L’émancipation, trésor d’Arthur Rimbaud
Tout au long de sa vie Arthur Rimbaud a une relation compliquée avec sa mère Virginie,
et il se sent rejeté par son milieu social, ainsi il cherche à s’éloigner des règles
imposées et décide de s'engager dans une émancipation créatrice.
L’émancipation en poésie se reconnait par la différence dans la manière de la créer. À
travers son thème, sa versification et son lexique.
Les thèmes qu’il décide d’aborder sont notamment la jeunesse, l’amour et la nature.
En tant qu’adolescent, il écrit l’expression de ses sentiments nouveaux.
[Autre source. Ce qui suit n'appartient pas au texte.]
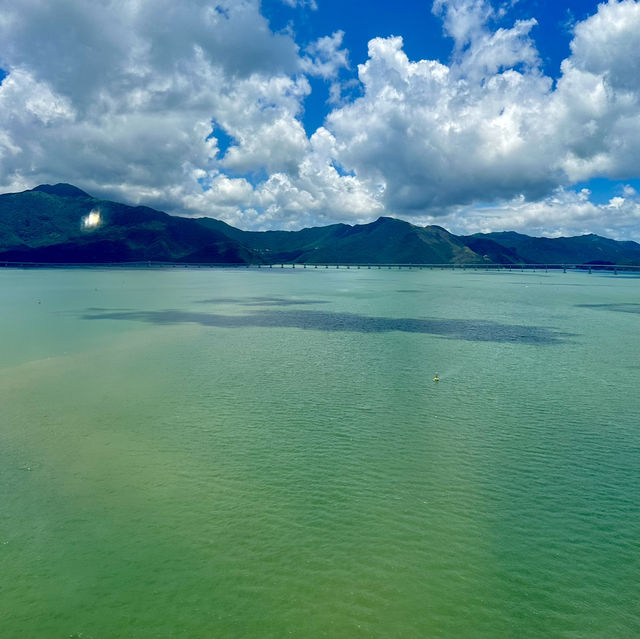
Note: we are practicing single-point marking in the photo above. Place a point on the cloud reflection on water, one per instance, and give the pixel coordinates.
(462, 329)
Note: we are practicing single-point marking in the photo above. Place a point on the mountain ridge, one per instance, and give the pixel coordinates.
(61, 223)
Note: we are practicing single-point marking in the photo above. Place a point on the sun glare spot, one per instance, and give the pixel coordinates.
(92, 220)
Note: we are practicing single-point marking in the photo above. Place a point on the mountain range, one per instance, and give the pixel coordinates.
(63, 224)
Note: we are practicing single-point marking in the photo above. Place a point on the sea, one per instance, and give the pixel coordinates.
(264, 453)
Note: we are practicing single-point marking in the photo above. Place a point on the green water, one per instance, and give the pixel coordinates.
(243, 453)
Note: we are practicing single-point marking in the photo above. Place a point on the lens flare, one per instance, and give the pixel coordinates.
(92, 220)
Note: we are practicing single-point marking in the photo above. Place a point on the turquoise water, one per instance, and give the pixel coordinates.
(244, 453)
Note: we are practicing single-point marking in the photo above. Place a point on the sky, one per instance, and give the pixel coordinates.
(476, 115)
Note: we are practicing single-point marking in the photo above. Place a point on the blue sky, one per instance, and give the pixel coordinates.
(476, 115)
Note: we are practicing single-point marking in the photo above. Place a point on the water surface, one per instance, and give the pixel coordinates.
(243, 453)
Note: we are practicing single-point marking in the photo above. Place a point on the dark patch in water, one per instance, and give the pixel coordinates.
(470, 330)
(260, 301)
(623, 307)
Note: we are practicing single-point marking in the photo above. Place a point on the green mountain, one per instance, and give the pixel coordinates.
(385, 241)
(50, 224)
(62, 224)
(582, 249)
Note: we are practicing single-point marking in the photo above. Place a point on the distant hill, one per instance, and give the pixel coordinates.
(385, 241)
(582, 249)
(46, 225)
(61, 223)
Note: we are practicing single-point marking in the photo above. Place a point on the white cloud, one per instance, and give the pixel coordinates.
(128, 99)
(325, 58)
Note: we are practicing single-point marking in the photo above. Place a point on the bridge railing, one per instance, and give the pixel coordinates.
(615, 268)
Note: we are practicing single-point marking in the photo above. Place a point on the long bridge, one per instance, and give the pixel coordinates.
(613, 268)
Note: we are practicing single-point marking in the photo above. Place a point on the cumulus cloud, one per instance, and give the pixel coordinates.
(325, 57)
(129, 101)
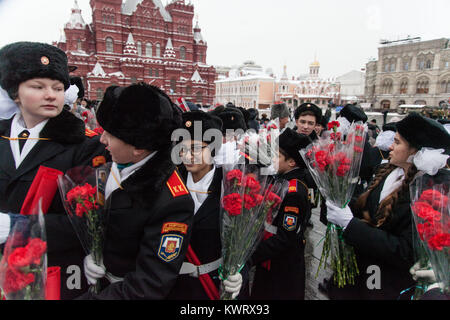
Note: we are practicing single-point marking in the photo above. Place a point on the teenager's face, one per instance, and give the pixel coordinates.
(196, 156)
(121, 152)
(40, 98)
(306, 124)
(400, 151)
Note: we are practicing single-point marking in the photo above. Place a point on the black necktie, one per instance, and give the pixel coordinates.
(24, 135)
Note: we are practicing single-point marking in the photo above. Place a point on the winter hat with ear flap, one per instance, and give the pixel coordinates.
(22, 61)
(141, 115)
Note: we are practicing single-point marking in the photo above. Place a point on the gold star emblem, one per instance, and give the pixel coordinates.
(45, 60)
Les hormones
et la puberté faisant leur effet, il traite de ses relations amoureuses et de la beauté
féminine. Inspiré par ses nombreuses fugues, il n’hésite pas à inclure dans ses poèmes
sa nature vagabonde et une figure d’analogie entre le monde adulte et la malveillance.
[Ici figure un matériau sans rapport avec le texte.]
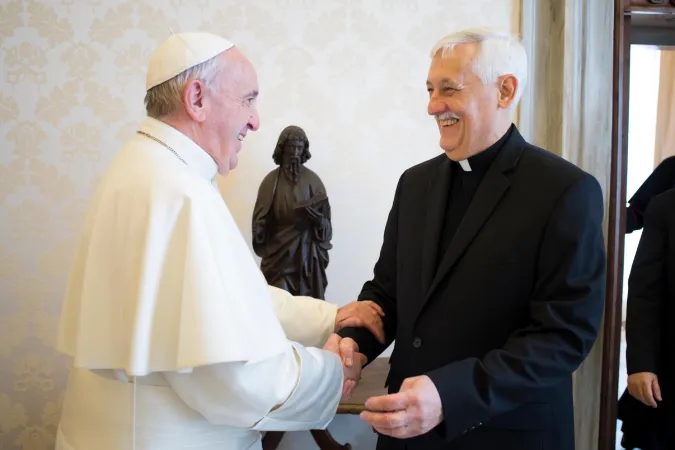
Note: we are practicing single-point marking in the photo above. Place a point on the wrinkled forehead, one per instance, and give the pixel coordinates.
(454, 64)
(239, 72)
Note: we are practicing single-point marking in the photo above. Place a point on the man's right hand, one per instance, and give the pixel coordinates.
(352, 361)
(644, 386)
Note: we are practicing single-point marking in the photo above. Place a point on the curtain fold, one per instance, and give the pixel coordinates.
(664, 144)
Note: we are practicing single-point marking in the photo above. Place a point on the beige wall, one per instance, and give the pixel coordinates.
(351, 73)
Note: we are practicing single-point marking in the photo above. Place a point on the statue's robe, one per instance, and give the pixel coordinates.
(293, 240)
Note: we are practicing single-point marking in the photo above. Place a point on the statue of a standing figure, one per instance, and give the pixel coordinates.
(291, 220)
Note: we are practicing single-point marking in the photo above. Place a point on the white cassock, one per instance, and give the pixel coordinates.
(177, 340)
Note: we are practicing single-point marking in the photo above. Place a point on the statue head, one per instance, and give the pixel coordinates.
(292, 151)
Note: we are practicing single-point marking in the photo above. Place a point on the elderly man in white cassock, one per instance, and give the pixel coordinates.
(177, 340)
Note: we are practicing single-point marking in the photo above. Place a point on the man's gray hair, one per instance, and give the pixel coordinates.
(163, 99)
(499, 54)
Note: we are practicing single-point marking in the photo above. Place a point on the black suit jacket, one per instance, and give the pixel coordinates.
(650, 336)
(513, 309)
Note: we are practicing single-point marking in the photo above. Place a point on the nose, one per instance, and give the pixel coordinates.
(436, 106)
(254, 121)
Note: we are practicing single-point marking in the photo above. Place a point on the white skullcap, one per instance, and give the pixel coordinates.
(181, 52)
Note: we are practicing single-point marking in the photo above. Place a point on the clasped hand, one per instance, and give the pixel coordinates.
(415, 410)
(352, 361)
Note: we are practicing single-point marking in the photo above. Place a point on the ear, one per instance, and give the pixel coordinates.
(194, 99)
(508, 86)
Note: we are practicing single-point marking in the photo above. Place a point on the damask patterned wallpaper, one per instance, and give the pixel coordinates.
(351, 72)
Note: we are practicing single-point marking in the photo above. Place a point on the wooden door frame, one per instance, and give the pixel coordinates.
(616, 232)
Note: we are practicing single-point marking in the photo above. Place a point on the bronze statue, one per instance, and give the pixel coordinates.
(291, 220)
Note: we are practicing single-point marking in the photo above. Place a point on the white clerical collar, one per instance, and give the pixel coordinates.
(466, 167)
(186, 149)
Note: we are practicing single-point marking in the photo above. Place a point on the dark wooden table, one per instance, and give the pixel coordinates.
(371, 385)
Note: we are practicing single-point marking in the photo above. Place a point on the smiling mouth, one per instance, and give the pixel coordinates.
(447, 122)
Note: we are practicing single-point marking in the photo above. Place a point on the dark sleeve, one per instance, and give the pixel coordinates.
(382, 288)
(646, 292)
(566, 309)
(659, 181)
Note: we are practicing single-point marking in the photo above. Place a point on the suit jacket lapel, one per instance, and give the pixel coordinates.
(439, 186)
(487, 197)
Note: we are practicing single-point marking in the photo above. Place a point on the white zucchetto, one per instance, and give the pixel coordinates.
(180, 52)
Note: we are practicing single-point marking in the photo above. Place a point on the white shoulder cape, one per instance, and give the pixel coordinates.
(162, 278)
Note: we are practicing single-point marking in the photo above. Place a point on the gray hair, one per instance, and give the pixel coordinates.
(163, 99)
(499, 54)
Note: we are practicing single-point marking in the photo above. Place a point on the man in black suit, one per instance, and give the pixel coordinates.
(491, 273)
(648, 412)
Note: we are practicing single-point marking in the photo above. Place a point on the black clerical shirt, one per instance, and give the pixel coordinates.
(463, 186)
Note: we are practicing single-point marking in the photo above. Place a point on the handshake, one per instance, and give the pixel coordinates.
(366, 314)
(352, 361)
(412, 411)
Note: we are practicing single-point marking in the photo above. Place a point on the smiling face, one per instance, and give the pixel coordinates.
(223, 113)
(234, 111)
(470, 115)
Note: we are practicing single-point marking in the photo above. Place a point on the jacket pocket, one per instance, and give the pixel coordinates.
(525, 418)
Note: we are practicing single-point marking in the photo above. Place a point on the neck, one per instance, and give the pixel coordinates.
(495, 134)
(190, 129)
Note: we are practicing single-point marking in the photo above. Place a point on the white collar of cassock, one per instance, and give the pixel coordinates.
(194, 156)
(466, 167)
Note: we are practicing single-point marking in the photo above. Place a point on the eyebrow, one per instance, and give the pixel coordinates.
(445, 81)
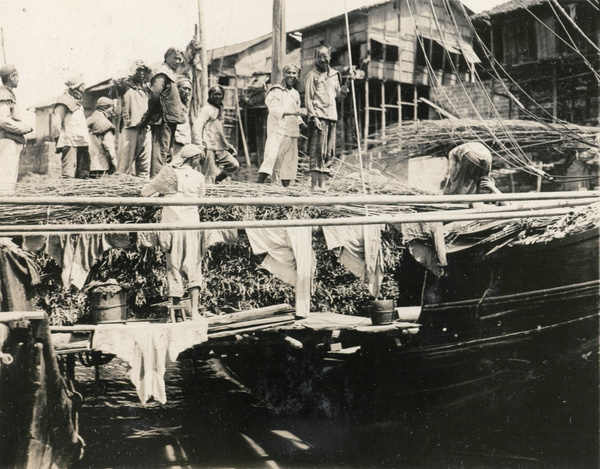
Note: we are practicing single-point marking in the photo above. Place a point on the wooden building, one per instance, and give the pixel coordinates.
(550, 51)
(401, 49)
(244, 70)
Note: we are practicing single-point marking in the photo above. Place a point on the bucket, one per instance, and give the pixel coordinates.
(382, 312)
(108, 303)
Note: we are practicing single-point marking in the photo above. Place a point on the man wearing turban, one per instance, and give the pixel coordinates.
(208, 133)
(323, 87)
(135, 140)
(183, 132)
(69, 130)
(12, 130)
(103, 154)
(283, 129)
(468, 164)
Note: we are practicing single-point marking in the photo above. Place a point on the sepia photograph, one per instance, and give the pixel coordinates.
(297, 234)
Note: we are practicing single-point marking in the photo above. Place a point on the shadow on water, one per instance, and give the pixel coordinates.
(211, 420)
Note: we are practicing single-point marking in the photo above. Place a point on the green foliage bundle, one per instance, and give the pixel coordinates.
(233, 276)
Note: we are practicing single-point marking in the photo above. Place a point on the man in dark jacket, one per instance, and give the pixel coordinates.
(12, 130)
(165, 110)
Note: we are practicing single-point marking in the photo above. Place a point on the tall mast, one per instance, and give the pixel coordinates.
(278, 40)
(203, 58)
(2, 43)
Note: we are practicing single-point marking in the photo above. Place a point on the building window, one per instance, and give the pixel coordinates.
(384, 52)
(377, 50)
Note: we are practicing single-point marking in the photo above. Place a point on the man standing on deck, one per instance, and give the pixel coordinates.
(135, 142)
(283, 129)
(165, 111)
(467, 164)
(208, 134)
(12, 130)
(103, 154)
(69, 130)
(183, 132)
(323, 86)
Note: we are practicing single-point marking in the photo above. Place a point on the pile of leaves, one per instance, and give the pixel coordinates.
(542, 231)
(233, 276)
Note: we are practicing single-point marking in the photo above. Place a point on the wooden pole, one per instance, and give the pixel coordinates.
(357, 126)
(2, 42)
(203, 59)
(279, 41)
(425, 217)
(244, 143)
(295, 201)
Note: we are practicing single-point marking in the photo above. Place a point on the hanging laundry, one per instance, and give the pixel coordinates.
(187, 248)
(76, 254)
(361, 251)
(426, 244)
(148, 349)
(17, 273)
(290, 258)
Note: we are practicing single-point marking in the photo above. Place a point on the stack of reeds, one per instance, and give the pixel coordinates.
(438, 137)
(347, 180)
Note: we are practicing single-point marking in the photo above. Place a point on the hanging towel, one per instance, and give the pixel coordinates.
(148, 349)
(361, 251)
(290, 258)
(187, 248)
(76, 254)
(426, 244)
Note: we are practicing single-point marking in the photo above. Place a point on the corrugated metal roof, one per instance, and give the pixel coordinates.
(510, 6)
(236, 48)
(368, 4)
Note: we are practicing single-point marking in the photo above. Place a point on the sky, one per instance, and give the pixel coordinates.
(48, 40)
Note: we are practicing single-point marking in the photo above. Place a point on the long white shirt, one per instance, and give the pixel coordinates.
(282, 101)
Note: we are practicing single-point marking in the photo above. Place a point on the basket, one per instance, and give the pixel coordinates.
(382, 312)
(108, 303)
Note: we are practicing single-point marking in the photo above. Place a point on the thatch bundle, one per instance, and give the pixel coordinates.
(506, 137)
Dans certains poèmes, “Morts de Quatre-vingt-douze...”, “le Mal” et “Le Dormeur du
Val”, il dénonce aussi les horreurs de la guerre, reprochant au pouvoir et à Dieu d’être
sadique, il se fait à la fois antimilitaire et antichrétiens.
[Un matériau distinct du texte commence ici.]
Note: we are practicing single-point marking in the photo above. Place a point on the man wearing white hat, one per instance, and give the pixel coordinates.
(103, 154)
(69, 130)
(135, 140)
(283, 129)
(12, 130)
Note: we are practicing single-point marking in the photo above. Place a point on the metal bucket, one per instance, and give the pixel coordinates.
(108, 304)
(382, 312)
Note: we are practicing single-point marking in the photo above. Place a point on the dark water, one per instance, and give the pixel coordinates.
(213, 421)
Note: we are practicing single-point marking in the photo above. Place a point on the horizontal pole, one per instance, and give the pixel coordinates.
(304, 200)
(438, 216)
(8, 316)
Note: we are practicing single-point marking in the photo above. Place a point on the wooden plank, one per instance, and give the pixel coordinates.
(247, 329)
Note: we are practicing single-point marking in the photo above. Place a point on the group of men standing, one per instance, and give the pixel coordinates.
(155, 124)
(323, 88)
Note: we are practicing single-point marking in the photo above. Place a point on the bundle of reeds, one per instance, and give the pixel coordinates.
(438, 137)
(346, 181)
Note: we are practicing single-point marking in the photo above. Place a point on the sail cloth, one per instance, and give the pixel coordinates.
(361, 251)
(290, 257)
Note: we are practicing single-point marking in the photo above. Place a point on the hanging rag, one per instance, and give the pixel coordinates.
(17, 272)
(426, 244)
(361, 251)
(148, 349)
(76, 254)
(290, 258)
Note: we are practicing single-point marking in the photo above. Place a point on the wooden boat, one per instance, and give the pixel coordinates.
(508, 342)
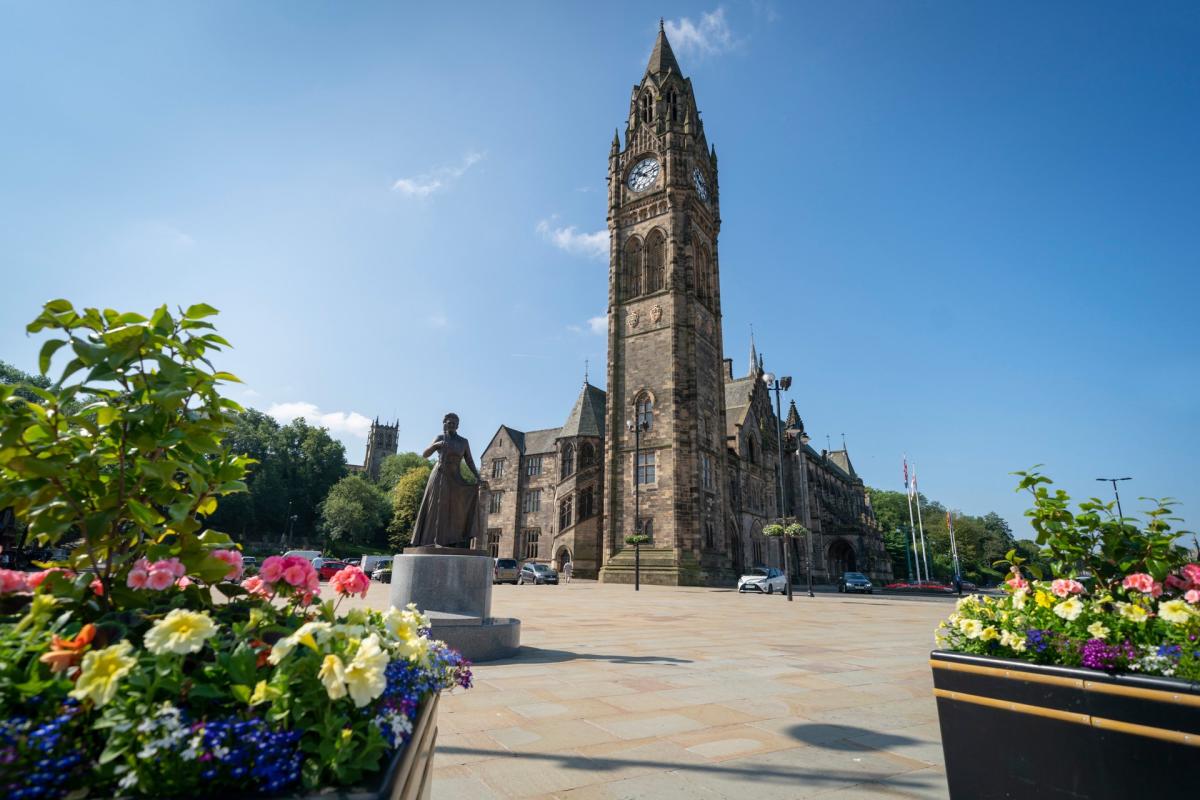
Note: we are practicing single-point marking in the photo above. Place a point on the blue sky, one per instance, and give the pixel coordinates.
(970, 232)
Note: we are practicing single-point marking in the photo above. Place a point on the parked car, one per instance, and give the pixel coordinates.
(505, 571)
(537, 573)
(329, 567)
(855, 582)
(766, 579)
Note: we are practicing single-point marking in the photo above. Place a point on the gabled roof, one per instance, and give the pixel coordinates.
(587, 416)
(661, 58)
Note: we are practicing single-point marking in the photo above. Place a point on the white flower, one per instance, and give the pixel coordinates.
(365, 674)
(1069, 609)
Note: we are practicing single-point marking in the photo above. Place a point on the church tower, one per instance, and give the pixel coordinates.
(665, 360)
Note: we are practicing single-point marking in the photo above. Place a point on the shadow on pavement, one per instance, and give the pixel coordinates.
(841, 737)
(543, 656)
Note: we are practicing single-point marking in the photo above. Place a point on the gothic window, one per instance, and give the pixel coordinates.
(564, 515)
(568, 461)
(633, 272)
(646, 468)
(646, 411)
(655, 259)
(531, 539)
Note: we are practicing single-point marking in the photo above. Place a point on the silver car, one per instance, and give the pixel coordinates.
(765, 579)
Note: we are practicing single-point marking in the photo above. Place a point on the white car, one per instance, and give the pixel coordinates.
(765, 579)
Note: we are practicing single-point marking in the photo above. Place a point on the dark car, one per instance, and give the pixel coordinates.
(855, 582)
(537, 573)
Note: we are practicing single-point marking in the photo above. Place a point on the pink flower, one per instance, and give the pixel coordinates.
(12, 581)
(36, 579)
(1192, 572)
(160, 579)
(271, 569)
(351, 581)
(137, 578)
(1139, 582)
(256, 585)
(233, 558)
(1066, 587)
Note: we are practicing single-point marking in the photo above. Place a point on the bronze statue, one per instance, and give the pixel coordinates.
(449, 513)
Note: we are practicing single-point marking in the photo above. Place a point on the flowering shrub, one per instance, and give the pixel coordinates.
(139, 666)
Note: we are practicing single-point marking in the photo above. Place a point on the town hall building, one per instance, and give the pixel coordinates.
(678, 447)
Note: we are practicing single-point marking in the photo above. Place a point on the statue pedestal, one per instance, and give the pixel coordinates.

Parlant de lui et de ses ressentis, il inscrit ses écrits dans la tonalité lyrique.
Pour créer ses poèmes, Rimbaud emprunte la forme du sonnet. Dont il modifiera les
paramètres à sa guise (rimes croisées au lieu d’embrassées dans beaucoup de ses
poèmes, alternance entre alexandrins et hexasyllabes dans “Rêvé pour l’hiver”, vers
libre pour “Mort de Quatre-vingt-douze").
Enfin il se permet d’emprunter le vocabulaire de tous les lexiques, courant, soutenu et
familier.
Le poème Venus Anadyomène nous permet d’observer comment Arthur Rimbaud
s’émancipe des codes traditionnels de la beauté.
Lecture du poème
On remarque la construction, c’est un sonnet, 2 quatrains 2 tercets, rimes croisées
pour le premier quatrain, rimes embrassées pour le second, tandis que les derniers
tercets peuvent être arrangé en un distique et un quatrain aux rimes croisées. Le tout
en alexandrin.
Ce poème est parodique, il reprend le mythe de Vénus la jeune et belle déesse de
l’amour pour la rendre vielle et laide. Venus n’émerge plus d’un coquillage, mais d’un
cercueil, elle n’est plus pure et blonde mais grasse et brune. Il accentue sa laideur par
le choix des parties du corps de la femme et sa description.
Sa description ne suscite pas du plaisir mais du dégoût. Son tatouage Clara Venus qui
signifie claire Venus est en opposition avec son physique, comme les deux mots de
l’oxymore “Belle hideusement”.
Avec Venus Anadyomène, Rimbaud piétine le cadre traditionnel lyrique par son choix
de la laideur comme thème et sa forme.
Conclusion
Arthur Rimbaud a vécu une vie vagabonde, mêlée de succès et d’échecs, il l’inscrira
dans ses œuvres tant par le fond que par la forme. Il a accompli sa quête
d’émancipation et mérite son titre de poète de l’errance.